Because of the size and time required. Right now, it takes at least 24
hours, with a full hardware configuration (multi-CPU, 8 disk SCSI RAID,
etc). That is going to do nothing but increase. Extrapolating linearly the
*current* load, it will take at least 4 days to load when the database size
peaks. But, based on past experience, the load will increase significantly
before then (probably by a factor of 2-4 to be conservative). When the
database gets that large, I have to consider that the reload time may not
increase linearly with the size. If we do a pg_dumpall once a week, it will
take longer to do a reload than the period between dumps. Just the pg_dump
alone could easily take close to a day. It also requires we have duplicate
fully configured hardware for each copy of the database we run just to
verify a pg_dumpall - if it takes that long to load, I can't share hardware.
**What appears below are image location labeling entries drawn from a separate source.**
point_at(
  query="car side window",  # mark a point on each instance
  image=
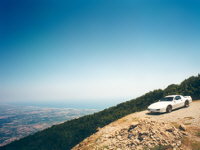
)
(177, 97)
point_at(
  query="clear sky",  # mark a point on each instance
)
(98, 51)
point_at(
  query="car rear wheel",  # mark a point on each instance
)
(169, 109)
(187, 104)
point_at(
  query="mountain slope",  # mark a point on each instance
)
(70, 133)
(142, 130)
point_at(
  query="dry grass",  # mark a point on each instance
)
(198, 133)
(187, 123)
(191, 144)
(189, 118)
(176, 125)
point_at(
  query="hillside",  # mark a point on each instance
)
(67, 135)
(179, 130)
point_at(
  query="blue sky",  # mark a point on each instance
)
(98, 51)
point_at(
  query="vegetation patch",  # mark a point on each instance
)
(162, 147)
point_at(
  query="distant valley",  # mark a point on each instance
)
(19, 121)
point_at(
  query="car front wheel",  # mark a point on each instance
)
(186, 104)
(169, 109)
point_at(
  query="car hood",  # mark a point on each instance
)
(159, 105)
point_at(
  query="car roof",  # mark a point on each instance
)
(172, 95)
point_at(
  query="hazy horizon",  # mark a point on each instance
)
(95, 52)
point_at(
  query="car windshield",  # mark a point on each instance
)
(167, 99)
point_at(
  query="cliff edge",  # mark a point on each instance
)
(178, 130)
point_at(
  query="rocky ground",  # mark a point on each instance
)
(177, 130)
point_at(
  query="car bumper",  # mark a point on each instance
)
(157, 110)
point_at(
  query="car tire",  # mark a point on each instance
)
(169, 109)
(187, 104)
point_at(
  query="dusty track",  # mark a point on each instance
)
(189, 117)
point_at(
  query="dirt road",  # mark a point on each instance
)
(113, 135)
(188, 116)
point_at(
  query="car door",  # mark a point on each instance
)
(178, 102)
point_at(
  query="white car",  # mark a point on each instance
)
(168, 103)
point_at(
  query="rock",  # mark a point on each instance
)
(170, 129)
(132, 127)
(182, 127)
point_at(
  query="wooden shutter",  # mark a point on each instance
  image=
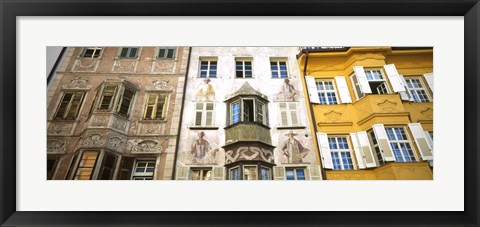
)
(278, 173)
(421, 141)
(362, 79)
(358, 151)
(324, 150)
(126, 168)
(343, 89)
(394, 77)
(383, 142)
(218, 173)
(315, 173)
(283, 113)
(429, 79)
(182, 173)
(312, 89)
(364, 144)
(405, 95)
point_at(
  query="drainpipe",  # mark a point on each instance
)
(312, 115)
(181, 114)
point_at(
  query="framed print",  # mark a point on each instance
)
(146, 37)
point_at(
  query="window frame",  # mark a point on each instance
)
(85, 49)
(204, 113)
(278, 71)
(289, 114)
(327, 91)
(155, 106)
(243, 60)
(208, 71)
(93, 167)
(357, 88)
(424, 88)
(68, 109)
(230, 170)
(165, 56)
(201, 169)
(295, 175)
(244, 176)
(129, 51)
(144, 174)
(407, 141)
(339, 152)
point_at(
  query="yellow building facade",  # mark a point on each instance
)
(371, 109)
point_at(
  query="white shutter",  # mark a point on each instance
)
(312, 89)
(182, 173)
(324, 150)
(358, 151)
(394, 77)
(429, 140)
(278, 173)
(405, 95)
(383, 142)
(429, 79)
(421, 141)
(315, 173)
(362, 79)
(366, 149)
(343, 89)
(218, 173)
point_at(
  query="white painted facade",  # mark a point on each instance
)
(225, 84)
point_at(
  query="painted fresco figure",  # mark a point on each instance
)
(287, 92)
(205, 92)
(200, 148)
(293, 149)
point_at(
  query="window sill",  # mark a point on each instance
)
(290, 127)
(203, 127)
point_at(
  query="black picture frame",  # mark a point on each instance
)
(469, 9)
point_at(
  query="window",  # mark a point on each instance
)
(417, 90)
(295, 173)
(156, 106)
(143, 170)
(201, 174)
(128, 52)
(279, 69)
(235, 173)
(167, 52)
(250, 173)
(92, 52)
(125, 102)
(266, 173)
(340, 151)
(208, 69)
(235, 112)
(86, 166)
(51, 166)
(288, 114)
(108, 167)
(375, 82)
(243, 69)
(69, 106)
(248, 110)
(378, 154)
(204, 114)
(400, 144)
(326, 92)
(108, 96)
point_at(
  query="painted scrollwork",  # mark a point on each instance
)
(56, 146)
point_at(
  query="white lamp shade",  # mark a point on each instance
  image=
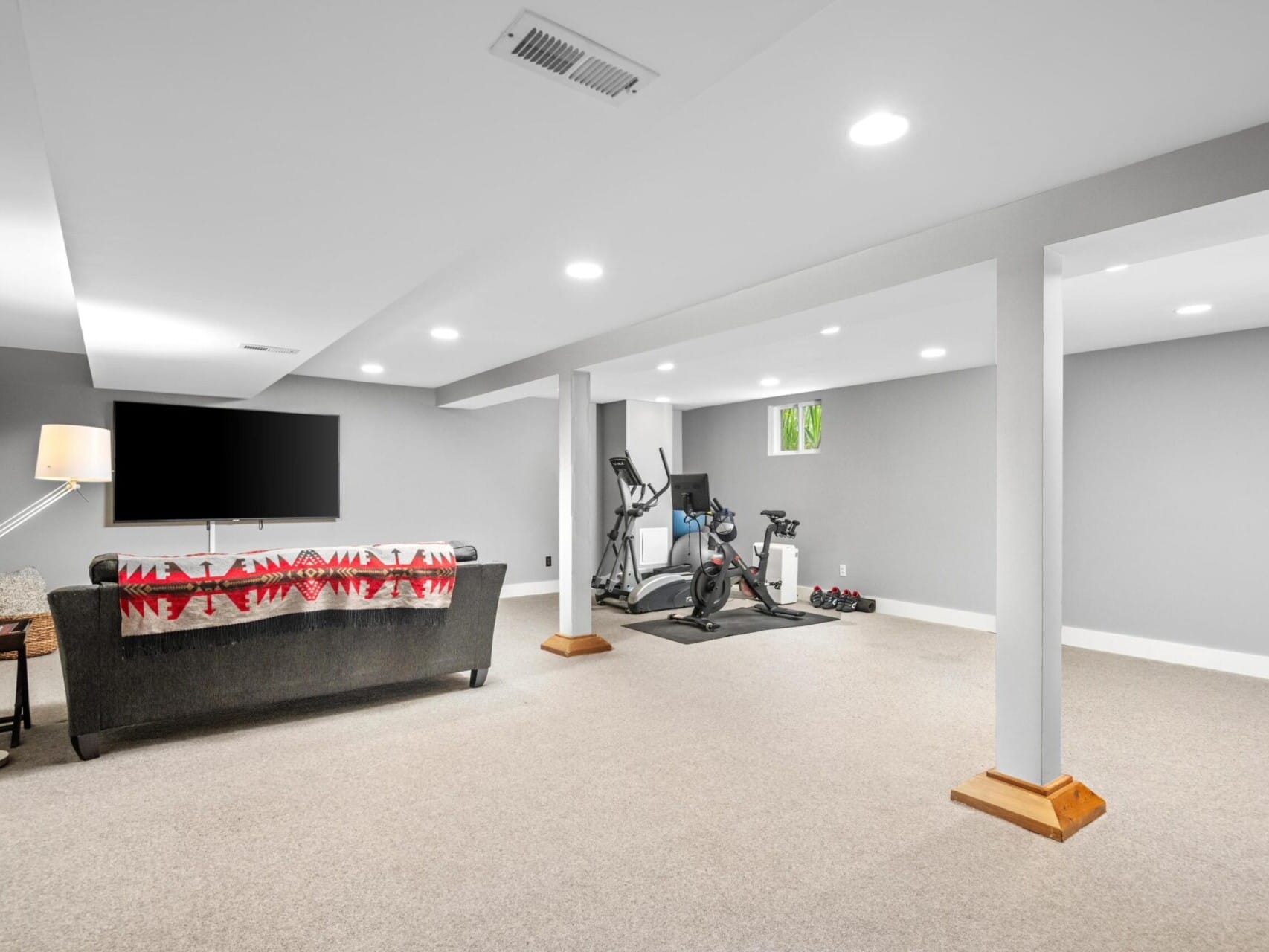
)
(80, 454)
Add to that the people time to monitor the systems and the process of 2x the
hardware... In short, I need a solution that scales to huge databases
(hundreds of gigabytes to over a terabyte), not one that works just for
small to medium databases.
pg_dumpall is hopefully reliable will presumably give me a snapshot that I
know I can restore from if the database becomes hopelessly corrupt. But I
can't individually test each one. I was hoping for a utility that would go
through and verify all indexes and data are consistent, and if not, attempt
to correct them.
As for your earlier question of cascading errors, consider a file system - a
type of database. If you get a file system error and correct it quickly,
you usually will lose nothing. If, however, you ignore that error, it is
likely to get worse over days or weeks. Other errors will crop up as a
result of the bad information in the first one. At some point, the file
system corruption may become so bad that it can't be recovered. Format and
reload. I have seen this on NTFS, UFS, HFS/HFS+, and even ReiserFS.
Journaling greatly reduces, but doesn't eliminate, this problem. There are
tools that will scan your file system and guarantee it's integrity, or fix
the errors (or attempt to fix them) if it finds any. I was looking for
something similar for a Postgres database.